Allison Stapleton told the Advocate they have a huge heart for Haiti and its people, and this was their fifth trip to the nation this year. This time, they’d planned to make it more of a bonding vacation where the whole family and their soon-to-be-adopted daughter, Jenny, could spend quality time.

“We got there Wednesday, spent all day Thursday at the pool, and then Friday morning we got up and brought some items to the orphanage,” she said.

But on their way back, she said, their drive turned into a nightmare.

“It was amazing to see God’s hand on us throughout that trip,” Stapleton said.

Their driver, a Haitian man from the orphanage, had to reroute several times trying to get to the hotel because the roads were blocked. On the side of the road, they could see tires lined up stuffed with paper—which they later learned would be set ablaze and blown up, killing bystanders.

It was 100 degrees that day, so the driver decided to turn around and find a restaurant to wait out the ruckus, which the Stapletons and their driver thought was just another small-scale demonstration, not uncommon in that city.

“We sat down, and I started checking my phone and saw seven emails from the Embassy,” Stapleton said. “Every one was saying, ‘The whole country’s on fire, basically.’”

They realized it would be impossible to get back to their hotel, so they looked at a map and realized they just happened to be near a private home where they had stayed on their trip in February. The family and the driver walked to the home and begged for shelter, and there they hunkered down for the next several days.

“They were burning up cars right in front of the house where we were staying,” Stapleton said.

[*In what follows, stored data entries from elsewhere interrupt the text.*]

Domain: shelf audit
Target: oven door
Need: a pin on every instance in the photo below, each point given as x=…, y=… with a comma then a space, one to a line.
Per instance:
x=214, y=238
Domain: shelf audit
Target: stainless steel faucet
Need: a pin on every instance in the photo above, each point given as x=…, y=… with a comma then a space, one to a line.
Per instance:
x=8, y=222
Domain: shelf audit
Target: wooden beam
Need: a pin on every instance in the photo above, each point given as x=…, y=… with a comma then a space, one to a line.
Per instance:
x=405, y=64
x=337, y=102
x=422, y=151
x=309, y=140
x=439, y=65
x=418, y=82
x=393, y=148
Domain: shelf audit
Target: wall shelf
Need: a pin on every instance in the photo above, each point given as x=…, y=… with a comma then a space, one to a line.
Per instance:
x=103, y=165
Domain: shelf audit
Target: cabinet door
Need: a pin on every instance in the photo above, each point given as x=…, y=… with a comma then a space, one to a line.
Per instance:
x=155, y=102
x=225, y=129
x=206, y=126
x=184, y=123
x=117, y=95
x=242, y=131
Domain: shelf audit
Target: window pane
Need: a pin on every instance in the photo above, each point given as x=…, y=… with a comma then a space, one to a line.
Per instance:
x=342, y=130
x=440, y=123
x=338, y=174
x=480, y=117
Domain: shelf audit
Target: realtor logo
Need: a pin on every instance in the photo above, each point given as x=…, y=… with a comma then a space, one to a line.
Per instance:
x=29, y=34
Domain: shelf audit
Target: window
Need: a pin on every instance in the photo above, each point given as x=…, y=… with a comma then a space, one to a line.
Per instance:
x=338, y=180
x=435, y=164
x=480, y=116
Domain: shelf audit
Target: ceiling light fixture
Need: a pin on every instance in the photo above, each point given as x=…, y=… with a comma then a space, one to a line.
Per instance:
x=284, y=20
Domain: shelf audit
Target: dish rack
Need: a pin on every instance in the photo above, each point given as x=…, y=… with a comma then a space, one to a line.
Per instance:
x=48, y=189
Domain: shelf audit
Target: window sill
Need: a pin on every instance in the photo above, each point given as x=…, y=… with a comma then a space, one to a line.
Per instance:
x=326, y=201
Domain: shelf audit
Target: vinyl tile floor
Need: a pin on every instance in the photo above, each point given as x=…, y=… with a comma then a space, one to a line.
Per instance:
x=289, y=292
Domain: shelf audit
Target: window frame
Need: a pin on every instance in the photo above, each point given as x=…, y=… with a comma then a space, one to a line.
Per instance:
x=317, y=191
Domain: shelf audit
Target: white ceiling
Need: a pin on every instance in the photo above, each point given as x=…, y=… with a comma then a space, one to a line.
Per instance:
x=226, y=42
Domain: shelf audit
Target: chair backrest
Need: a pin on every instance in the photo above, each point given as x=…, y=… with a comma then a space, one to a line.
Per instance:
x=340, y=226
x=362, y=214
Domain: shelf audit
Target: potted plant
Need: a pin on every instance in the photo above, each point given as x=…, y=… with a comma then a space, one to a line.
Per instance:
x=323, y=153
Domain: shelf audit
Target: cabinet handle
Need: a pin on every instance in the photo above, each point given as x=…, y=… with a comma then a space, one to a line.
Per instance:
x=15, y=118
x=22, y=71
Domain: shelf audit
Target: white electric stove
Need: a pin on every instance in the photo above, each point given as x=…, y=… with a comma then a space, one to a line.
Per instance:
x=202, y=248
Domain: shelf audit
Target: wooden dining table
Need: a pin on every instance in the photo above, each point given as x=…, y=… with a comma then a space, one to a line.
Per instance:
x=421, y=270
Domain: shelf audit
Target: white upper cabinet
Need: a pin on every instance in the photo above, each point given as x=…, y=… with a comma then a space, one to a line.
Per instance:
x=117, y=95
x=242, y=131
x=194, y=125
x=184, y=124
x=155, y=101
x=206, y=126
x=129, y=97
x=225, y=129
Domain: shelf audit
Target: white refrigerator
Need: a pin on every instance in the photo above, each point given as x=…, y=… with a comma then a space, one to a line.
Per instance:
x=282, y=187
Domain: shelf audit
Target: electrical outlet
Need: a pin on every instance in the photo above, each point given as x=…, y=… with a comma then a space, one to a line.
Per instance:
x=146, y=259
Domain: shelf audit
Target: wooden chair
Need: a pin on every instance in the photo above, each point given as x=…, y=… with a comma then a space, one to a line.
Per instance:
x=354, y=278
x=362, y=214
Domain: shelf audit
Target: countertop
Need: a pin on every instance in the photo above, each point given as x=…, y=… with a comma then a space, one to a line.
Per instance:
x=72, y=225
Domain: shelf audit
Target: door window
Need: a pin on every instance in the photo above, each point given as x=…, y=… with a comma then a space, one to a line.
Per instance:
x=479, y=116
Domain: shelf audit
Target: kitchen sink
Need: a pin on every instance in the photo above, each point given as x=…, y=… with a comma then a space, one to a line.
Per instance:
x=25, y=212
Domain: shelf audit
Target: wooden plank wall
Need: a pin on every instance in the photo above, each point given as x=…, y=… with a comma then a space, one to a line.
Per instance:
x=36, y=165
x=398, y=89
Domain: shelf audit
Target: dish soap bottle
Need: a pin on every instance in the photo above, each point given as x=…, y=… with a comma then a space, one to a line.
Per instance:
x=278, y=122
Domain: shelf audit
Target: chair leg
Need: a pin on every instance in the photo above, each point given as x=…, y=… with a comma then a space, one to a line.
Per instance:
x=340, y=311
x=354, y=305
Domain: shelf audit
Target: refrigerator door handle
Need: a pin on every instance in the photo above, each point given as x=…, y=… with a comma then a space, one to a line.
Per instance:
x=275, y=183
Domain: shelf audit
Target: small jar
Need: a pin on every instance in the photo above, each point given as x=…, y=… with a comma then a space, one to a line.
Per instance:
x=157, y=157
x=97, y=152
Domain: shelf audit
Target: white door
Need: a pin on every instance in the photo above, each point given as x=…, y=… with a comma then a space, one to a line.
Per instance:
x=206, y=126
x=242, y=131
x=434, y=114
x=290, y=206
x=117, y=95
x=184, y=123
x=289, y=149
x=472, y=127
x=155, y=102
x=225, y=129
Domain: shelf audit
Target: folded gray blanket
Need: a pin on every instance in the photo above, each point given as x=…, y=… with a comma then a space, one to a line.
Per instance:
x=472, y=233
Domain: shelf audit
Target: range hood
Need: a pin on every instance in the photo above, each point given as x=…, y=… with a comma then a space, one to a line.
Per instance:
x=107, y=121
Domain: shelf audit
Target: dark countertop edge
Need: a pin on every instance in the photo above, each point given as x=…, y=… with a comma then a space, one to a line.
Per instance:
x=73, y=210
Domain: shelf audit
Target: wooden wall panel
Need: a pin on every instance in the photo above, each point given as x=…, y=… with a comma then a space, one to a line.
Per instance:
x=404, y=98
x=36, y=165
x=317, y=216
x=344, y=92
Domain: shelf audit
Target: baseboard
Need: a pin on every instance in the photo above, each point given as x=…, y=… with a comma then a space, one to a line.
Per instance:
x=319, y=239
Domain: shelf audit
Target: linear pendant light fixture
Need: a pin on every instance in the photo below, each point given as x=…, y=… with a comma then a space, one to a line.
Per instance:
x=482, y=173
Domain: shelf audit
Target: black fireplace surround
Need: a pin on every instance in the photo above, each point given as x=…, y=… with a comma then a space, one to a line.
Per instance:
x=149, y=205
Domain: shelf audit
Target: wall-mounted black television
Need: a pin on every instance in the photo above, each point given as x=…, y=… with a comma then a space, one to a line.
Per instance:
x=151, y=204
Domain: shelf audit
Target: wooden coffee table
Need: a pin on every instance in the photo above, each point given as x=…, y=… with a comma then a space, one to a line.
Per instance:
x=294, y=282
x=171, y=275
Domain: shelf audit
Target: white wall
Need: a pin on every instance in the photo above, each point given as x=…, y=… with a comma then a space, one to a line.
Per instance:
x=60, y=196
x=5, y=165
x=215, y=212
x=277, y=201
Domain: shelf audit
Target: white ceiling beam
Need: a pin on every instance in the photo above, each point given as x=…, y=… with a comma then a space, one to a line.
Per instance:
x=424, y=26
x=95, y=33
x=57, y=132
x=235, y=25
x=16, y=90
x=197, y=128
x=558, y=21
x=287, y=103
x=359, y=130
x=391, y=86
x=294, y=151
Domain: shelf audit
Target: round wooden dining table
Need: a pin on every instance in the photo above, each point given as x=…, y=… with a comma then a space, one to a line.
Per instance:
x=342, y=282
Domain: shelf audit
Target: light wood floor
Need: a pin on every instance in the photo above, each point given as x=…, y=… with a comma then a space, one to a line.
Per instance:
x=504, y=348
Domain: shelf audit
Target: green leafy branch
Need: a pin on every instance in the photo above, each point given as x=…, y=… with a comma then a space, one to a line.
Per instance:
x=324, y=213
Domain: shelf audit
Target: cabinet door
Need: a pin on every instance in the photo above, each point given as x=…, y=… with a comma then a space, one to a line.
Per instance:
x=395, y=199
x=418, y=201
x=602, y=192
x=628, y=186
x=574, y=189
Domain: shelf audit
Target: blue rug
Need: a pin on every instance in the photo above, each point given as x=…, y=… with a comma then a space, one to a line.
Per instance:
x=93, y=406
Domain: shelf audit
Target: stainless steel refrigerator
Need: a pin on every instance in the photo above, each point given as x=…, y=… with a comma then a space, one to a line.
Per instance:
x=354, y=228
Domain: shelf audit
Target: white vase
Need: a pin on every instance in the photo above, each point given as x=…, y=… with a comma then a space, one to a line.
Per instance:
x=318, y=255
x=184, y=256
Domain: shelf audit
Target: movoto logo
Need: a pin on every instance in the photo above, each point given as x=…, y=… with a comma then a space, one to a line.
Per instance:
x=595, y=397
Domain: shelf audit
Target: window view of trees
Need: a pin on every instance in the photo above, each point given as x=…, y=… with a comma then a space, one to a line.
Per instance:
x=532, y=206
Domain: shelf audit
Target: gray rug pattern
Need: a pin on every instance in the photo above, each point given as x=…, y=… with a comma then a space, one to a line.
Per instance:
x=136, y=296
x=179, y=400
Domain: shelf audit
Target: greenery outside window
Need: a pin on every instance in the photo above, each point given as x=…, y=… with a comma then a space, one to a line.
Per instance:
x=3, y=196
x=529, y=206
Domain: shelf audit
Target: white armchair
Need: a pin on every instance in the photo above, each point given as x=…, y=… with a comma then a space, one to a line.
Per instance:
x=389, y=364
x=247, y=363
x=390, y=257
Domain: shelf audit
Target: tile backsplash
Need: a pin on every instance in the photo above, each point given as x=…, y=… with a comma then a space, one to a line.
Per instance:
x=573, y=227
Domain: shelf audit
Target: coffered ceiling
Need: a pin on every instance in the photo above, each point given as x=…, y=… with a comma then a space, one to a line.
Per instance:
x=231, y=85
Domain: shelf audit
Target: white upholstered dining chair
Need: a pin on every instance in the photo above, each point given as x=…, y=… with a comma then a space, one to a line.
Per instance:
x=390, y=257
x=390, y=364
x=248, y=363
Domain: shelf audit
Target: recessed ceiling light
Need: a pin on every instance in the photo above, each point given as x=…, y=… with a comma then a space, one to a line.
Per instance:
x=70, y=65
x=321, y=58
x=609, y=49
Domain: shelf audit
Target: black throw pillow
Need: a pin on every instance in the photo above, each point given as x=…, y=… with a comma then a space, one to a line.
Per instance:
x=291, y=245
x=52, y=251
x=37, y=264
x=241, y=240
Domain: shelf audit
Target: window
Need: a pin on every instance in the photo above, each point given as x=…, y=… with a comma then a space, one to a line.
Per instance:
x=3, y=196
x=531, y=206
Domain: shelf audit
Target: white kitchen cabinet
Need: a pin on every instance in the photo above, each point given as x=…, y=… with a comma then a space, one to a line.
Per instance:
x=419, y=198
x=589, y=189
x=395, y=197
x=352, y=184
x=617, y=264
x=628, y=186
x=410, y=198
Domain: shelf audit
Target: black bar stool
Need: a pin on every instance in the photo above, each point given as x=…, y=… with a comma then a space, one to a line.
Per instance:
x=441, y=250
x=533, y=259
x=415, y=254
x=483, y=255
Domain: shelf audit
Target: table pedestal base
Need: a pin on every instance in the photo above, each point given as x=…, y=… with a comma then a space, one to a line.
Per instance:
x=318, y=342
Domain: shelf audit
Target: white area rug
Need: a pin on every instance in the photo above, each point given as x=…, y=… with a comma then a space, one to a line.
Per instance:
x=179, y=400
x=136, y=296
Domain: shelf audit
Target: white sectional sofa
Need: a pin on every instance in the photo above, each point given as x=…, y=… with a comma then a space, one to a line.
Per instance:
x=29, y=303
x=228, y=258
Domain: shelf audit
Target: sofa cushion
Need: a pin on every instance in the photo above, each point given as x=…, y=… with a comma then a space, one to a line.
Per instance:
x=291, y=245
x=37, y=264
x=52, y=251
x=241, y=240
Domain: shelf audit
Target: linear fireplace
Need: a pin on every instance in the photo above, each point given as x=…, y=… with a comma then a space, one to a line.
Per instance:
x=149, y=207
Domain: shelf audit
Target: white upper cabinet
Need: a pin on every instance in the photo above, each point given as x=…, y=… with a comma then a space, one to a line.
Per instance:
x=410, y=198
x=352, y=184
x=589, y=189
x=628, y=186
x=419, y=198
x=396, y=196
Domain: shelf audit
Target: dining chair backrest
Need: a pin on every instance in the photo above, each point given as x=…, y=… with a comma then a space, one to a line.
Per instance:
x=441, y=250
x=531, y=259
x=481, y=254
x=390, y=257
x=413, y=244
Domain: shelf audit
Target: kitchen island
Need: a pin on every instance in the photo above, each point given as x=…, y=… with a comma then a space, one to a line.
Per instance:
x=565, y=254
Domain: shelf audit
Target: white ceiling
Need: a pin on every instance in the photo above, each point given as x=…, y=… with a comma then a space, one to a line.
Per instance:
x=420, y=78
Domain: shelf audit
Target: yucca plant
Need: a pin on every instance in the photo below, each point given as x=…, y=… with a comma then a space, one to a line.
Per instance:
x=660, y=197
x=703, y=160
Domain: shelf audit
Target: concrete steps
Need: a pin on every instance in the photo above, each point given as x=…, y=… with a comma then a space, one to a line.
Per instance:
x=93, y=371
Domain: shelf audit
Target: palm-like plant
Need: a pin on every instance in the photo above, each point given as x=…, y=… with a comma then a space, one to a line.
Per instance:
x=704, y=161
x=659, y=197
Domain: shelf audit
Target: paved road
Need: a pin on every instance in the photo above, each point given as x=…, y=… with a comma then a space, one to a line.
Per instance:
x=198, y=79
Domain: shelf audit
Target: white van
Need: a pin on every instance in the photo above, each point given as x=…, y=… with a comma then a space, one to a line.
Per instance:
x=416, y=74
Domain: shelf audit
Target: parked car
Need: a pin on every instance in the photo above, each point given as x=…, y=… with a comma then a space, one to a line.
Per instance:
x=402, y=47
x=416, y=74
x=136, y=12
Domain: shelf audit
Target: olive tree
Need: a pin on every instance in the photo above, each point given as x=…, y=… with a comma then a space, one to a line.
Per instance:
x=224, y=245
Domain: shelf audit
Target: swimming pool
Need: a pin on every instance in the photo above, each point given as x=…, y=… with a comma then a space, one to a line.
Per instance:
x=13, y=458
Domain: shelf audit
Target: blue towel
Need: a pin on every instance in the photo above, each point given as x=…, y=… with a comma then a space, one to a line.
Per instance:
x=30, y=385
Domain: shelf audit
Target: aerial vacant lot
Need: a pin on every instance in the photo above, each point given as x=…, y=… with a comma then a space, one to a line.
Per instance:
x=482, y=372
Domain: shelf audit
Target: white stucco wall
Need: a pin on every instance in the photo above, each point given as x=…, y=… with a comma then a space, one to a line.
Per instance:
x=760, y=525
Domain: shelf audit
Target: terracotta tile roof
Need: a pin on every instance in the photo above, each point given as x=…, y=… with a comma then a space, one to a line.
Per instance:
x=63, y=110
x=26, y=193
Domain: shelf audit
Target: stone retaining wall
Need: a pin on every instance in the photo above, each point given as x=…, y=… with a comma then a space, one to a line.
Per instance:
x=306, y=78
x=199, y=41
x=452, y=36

At one point early Sunday morning, her husband and the driver left to assess, and she said they saw several dead bodies in the street.

Still, they had shelter, safety and each other—all that was important. They even managed to keep their cell phone signal so they could update worried family and friends back home.

“We can’t say enough about how nice the people were that we stayed with,” she said. “Haiti is not a bad, scary, dangerous country—it’s really not. People would give their own food and fuel for their own families to us! They were so worried we’d never come back.

“But this is an isolated incident. We are going back!”

A special moment during their ordeal came when they realized all their belongings back at the Marriott—clothing, computers, personal items—would have to be abandoned. They had their passports and money with them, so this wasn’t an issue to them, except their 8-year-old daughter Kennedy had left her precious blanket and stuffed monkey, which she’d had since she was tiny, back in the hotel room. When the riots began to settle, their driver decided to drive across town on his own, pack up their suitcases, and bring them to the family.

The smile on young Kennedy’s face when she clutched her blanket and monkey, Stapleton said, was priceless.

The next morning, they set out early for the airport and had no trouble. Now they are back home safe in Leesville, praising God, and getting ready to return in September when they can finally bring their adopted daughter Jenny home.

“They are good, kind people who worship Christ,” Stapleton said. “We love Haiti.”